One way in which a domain representation can be vague is when it allows inconsistent state to occur. If you work in a language with a strong type system, like Swift, you can use precise types to make your domain modeling clearer and make undesirable state unrepresentable.

For example, when modeling an operation that can either succeed with some data or fail with an error, you could use a type like this:

struct Operation {
  let success: Bool
  let data: Data?
  let error: Error?
}

This type does the job but leaves room for errors: nothing stops you from creating an instance with success true but data nil or one with values in both data and error.

let inconsistentOperation = Operation(success: false, data: someData, error: .none)

Using the Result enum, you can remove this ambiguity at compile time, making it impossible for both data and error to be set simultaneously.

struct Operation {
  let result: Result<Data, Error>
}

Another useful enum, borrowed from the Elm programming language, is RemoteData: a way to encapsulate the state of a network operation.

enum RemoteData<T> {
  case notAsked
  case loading
  case loaded(T)
  case failed(Error)
}

enums are not the only way tool to make your domain modeling more precise.
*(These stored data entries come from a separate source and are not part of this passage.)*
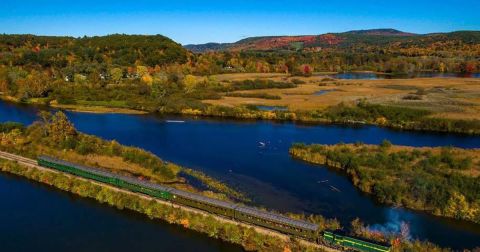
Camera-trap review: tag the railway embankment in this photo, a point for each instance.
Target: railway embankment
(248, 236)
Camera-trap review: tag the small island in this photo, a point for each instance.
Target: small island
(442, 181)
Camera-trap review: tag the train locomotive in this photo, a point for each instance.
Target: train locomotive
(297, 228)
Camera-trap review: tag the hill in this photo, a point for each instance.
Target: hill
(360, 38)
(116, 49)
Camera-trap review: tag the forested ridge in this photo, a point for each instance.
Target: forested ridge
(153, 73)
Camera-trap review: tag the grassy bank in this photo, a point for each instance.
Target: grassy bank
(441, 181)
(54, 135)
(248, 238)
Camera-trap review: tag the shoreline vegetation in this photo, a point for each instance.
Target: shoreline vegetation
(359, 113)
(54, 135)
(247, 237)
(442, 181)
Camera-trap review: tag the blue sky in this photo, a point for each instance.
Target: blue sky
(230, 20)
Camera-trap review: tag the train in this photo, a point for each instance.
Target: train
(296, 228)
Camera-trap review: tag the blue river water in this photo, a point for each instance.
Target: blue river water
(252, 156)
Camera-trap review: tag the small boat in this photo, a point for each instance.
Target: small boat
(333, 188)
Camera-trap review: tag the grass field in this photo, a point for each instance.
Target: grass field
(456, 98)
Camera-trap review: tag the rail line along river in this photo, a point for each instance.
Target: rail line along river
(253, 157)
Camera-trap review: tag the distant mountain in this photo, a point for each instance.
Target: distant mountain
(381, 32)
(374, 37)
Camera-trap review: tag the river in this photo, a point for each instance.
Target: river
(252, 156)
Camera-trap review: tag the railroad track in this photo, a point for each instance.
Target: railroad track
(17, 158)
(33, 163)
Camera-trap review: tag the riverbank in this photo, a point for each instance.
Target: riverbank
(249, 237)
(75, 107)
(440, 181)
(450, 105)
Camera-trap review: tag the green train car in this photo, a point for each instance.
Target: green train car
(120, 181)
(338, 239)
(280, 223)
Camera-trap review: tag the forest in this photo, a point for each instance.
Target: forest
(155, 74)
(55, 135)
(442, 180)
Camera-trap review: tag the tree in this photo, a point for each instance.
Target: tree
(142, 71)
(117, 74)
(61, 131)
(190, 82)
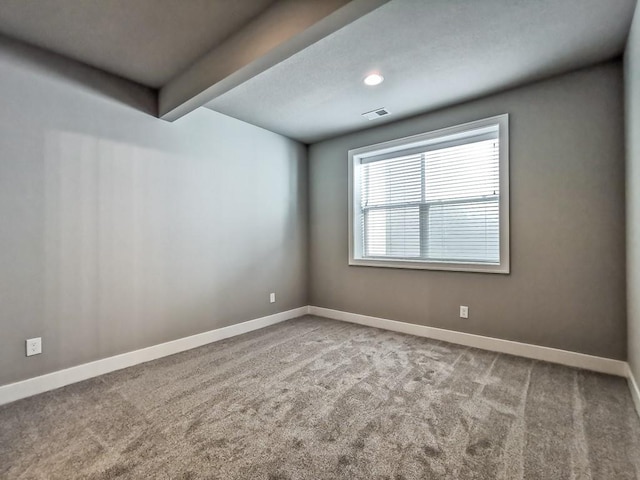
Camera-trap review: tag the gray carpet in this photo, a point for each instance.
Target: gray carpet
(318, 399)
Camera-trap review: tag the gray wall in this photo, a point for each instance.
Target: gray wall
(632, 79)
(567, 283)
(120, 231)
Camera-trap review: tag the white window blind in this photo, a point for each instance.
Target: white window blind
(436, 200)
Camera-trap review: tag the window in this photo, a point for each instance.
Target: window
(438, 201)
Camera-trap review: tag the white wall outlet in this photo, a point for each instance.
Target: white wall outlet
(34, 346)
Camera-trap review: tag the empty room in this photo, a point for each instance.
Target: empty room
(320, 239)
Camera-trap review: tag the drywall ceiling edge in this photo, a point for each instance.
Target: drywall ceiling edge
(261, 45)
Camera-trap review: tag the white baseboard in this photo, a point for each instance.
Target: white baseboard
(553, 355)
(51, 381)
(635, 390)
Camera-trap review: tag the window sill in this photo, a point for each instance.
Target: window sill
(441, 266)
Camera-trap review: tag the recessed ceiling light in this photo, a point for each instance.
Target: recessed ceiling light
(373, 79)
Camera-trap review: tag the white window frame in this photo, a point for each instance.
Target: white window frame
(412, 143)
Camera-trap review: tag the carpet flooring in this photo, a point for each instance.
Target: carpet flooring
(318, 399)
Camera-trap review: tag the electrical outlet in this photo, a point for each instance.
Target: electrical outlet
(34, 346)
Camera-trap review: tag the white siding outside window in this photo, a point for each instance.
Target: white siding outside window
(439, 200)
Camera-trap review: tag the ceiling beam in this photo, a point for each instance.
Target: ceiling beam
(283, 30)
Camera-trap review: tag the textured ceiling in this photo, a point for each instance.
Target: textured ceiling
(148, 41)
(432, 53)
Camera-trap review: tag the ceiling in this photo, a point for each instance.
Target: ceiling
(432, 53)
(296, 66)
(147, 41)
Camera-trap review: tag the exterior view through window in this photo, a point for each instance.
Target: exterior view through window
(437, 200)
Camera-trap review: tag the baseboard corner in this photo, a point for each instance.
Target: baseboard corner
(537, 352)
(51, 381)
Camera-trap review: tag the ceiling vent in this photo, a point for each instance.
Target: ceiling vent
(377, 113)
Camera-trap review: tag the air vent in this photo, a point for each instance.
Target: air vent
(377, 113)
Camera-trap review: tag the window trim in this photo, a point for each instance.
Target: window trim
(356, 157)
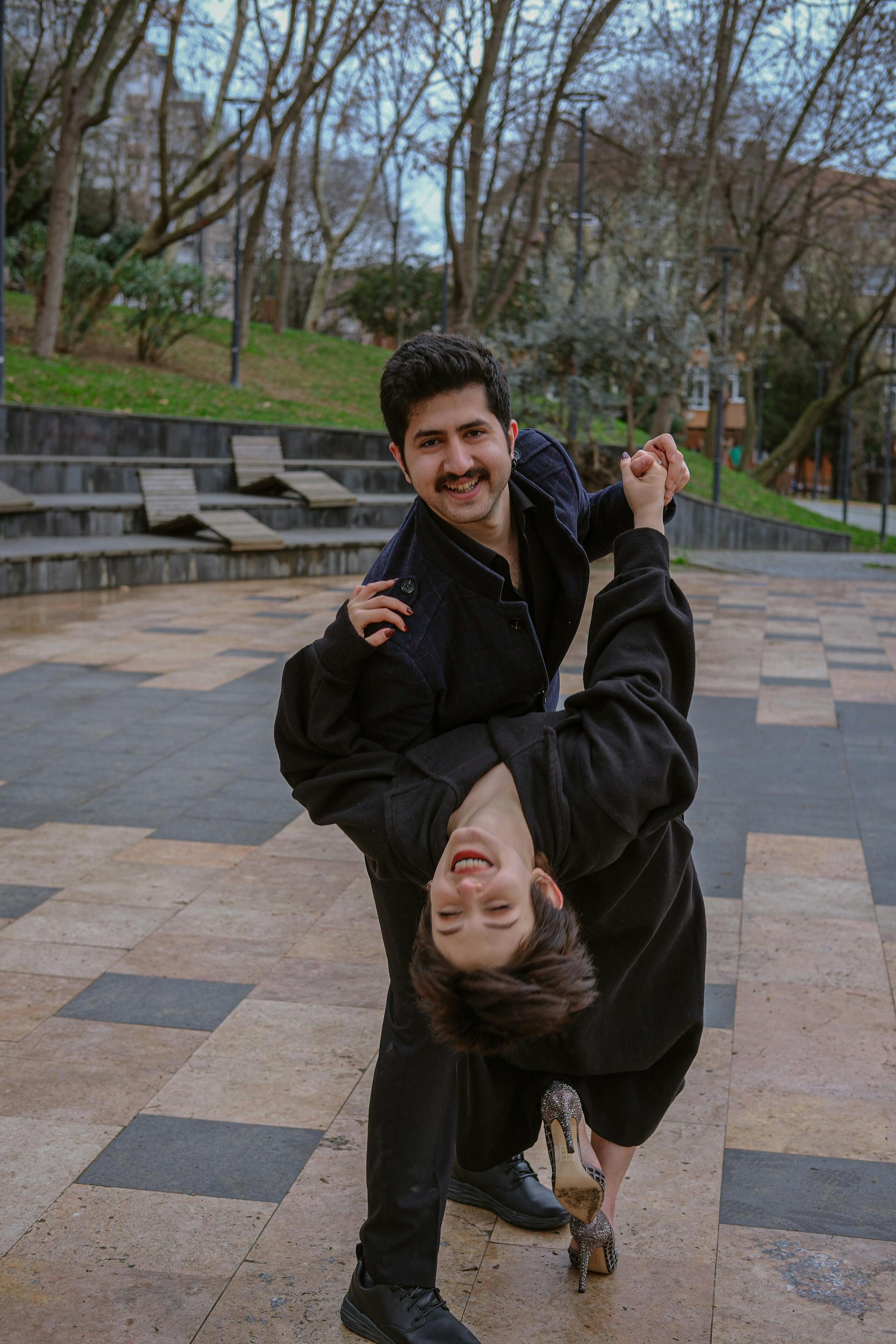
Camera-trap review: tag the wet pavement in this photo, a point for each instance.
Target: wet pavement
(191, 986)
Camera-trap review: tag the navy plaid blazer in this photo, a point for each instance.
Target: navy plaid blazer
(468, 655)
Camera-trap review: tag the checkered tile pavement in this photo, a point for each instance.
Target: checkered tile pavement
(191, 984)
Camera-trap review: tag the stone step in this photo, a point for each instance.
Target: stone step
(58, 565)
(77, 474)
(49, 430)
(123, 514)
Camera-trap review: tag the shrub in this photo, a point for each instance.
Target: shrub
(164, 303)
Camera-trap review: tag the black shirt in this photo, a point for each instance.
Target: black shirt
(539, 577)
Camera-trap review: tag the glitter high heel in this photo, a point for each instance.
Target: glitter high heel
(577, 1183)
(597, 1248)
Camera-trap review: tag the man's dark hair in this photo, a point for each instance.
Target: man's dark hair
(433, 363)
(491, 1010)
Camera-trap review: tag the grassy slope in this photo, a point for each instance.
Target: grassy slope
(298, 378)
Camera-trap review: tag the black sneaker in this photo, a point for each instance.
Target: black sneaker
(512, 1191)
(389, 1314)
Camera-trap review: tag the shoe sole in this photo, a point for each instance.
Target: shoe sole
(360, 1324)
(580, 1194)
(464, 1194)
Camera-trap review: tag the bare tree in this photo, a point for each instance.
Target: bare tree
(381, 94)
(510, 69)
(104, 38)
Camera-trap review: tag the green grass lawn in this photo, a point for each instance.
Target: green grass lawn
(299, 377)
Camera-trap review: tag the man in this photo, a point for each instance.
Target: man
(491, 572)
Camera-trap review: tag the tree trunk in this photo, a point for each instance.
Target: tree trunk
(53, 276)
(751, 427)
(320, 291)
(285, 269)
(629, 421)
(250, 249)
(665, 409)
(798, 437)
(710, 436)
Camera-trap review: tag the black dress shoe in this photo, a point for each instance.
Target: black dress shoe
(511, 1190)
(391, 1315)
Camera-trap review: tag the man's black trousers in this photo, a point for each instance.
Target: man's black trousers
(410, 1142)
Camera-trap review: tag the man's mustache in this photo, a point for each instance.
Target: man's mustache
(479, 474)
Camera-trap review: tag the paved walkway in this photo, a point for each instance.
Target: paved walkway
(191, 983)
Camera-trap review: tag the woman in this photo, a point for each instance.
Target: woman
(569, 839)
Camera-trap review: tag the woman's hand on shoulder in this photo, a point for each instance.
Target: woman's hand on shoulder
(370, 607)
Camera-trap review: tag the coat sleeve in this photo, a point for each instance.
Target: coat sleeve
(620, 761)
(605, 517)
(394, 806)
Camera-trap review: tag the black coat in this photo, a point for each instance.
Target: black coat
(604, 787)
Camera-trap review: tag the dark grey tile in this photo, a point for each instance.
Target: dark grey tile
(798, 1194)
(214, 1158)
(253, 654)
(16, 901)
(793, 680)
(217, 831)
(719, 1006)
(156, 1002)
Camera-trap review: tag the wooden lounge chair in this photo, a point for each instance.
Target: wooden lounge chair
(13, 500)
(261, 467)
(173, 506)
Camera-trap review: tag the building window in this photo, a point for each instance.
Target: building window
(698, 389)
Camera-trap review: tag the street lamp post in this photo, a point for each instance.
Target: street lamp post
(3, 217)
(726, 253)
(821, 366)
(574, 398)
(236, 334)
(761, 402)
(848, 444)
(888, 439)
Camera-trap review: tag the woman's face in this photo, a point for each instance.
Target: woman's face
(481, 899)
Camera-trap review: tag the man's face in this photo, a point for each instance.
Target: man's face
(457, 456)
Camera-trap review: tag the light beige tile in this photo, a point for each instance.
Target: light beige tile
(86, 924)
(773, 1120)
(56, 959)
(280, 1064)
(806, 857)
(798, 706)
(526, 1294)
(835, 1043)
(57, 854)
(798, 951)
(37, 1163)
(45, 1304)
(121, 883)
(206, 677)
(237, 960)
(27, 1000)
(149, 1230)
(800, 1288)
(794, 896)
(189, 854)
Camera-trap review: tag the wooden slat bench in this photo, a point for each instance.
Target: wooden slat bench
(261, 467)
(173, 506)
(13, 500)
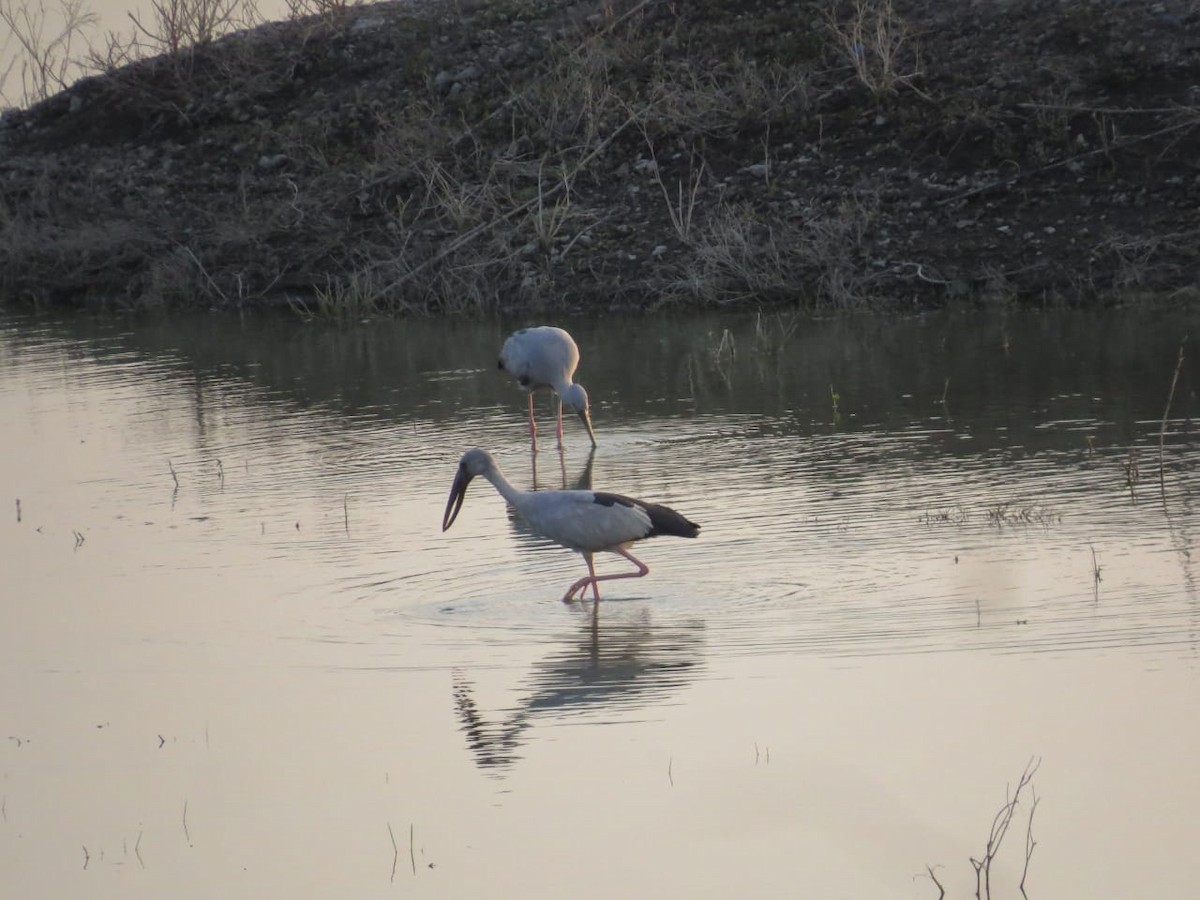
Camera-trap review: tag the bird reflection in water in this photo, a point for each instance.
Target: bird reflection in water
(625, 663)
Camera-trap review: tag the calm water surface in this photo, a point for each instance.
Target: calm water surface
(239, 655)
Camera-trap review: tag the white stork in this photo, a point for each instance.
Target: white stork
(546, 357)
(585, 521)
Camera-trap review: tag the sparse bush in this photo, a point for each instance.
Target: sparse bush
(43, 42)
(877, 42)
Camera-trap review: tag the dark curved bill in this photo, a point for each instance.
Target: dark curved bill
(457, 495)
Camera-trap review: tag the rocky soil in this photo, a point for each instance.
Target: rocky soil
(538, 155)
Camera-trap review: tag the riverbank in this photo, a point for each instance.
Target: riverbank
(540, 155)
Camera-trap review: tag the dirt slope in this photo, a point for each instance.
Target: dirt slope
(537, 154)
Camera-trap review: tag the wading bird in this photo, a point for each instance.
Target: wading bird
(546, 357)
(585, 521)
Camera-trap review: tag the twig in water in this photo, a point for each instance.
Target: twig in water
(1030, 844)
(395, 852)
(999, 829)
(1167, 412)
(941, 891)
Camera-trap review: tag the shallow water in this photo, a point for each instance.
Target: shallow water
(240, 655)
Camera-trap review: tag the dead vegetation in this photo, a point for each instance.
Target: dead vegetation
(432, 156)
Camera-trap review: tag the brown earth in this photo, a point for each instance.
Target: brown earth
(539, 155)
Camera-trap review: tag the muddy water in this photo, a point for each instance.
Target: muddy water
(239, 655)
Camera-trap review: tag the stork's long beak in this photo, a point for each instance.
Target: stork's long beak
(457, 495)
(586, 418)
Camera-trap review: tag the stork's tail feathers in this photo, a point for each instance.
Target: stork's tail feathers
(665, 520)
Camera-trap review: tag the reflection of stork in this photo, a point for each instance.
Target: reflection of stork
(582, 481)
(585, 521)
(601, 667)
(546, 357)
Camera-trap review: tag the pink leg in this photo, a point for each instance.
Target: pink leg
(593, 579)
(533, 424)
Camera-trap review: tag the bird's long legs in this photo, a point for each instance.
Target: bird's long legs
(533, 425)
(592, 579)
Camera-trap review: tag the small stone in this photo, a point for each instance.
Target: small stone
(270, 163)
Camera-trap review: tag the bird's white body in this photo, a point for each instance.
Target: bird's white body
(546, 358)
(585, 521)
(575, 520)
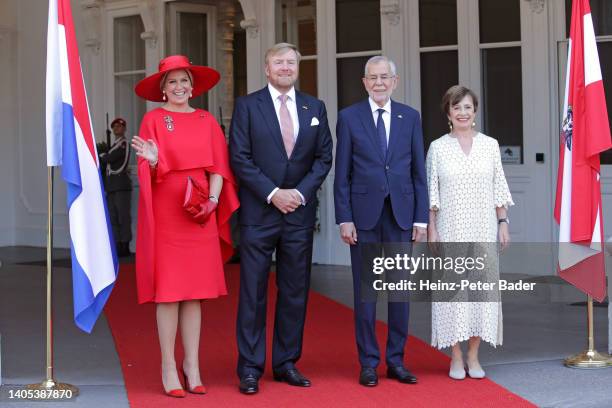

NonEmpty uses type constrained generics to represent Collections that are not empty.

// A non-empty array of integers
let xs = NonEmpty<[Int]>(1, 2, 3, 4)
xs.first + 1 // `first` is non-optional since it's guaranteed to be present

Using NonEmpty adds clarity to the values you define, possibly avoiding runtime crashes by making it impossible to access via subscript an empty array.

If you had to represent "a collection of unique positive integers where order matters and with at least one element," you could use [Int], or you could combine NonEmpty, OrderedSet, and UInt in NonEmpty<OrderedSet<UInt>>.

Using [Int] might be simpler but leaves the door open for all sorts of inconsistent instances, like an empty array, an array with negative values, or one with more than one occurrences of the same value. NonEmpty<OrderedSet<UInt>> requires more work but using it will make the compiler help you avoid inconsistent state.


We like to call ourselves software engineers, but sometimes forget that engineering is an applied science. It is rigorous and methodical. When building a bridge, an integrated circuit, or a motor, precision matters. If the parts don't fit, if the power supply is not adequate, if there isn't enough material, things won't work.

With software, we're blessed with having a more malleable medium than our colleagues working in the physical realm. That shouldn't be an excuse to forget the value of precision.

What are your favorite ways to use the type-system to implement a precise domain model?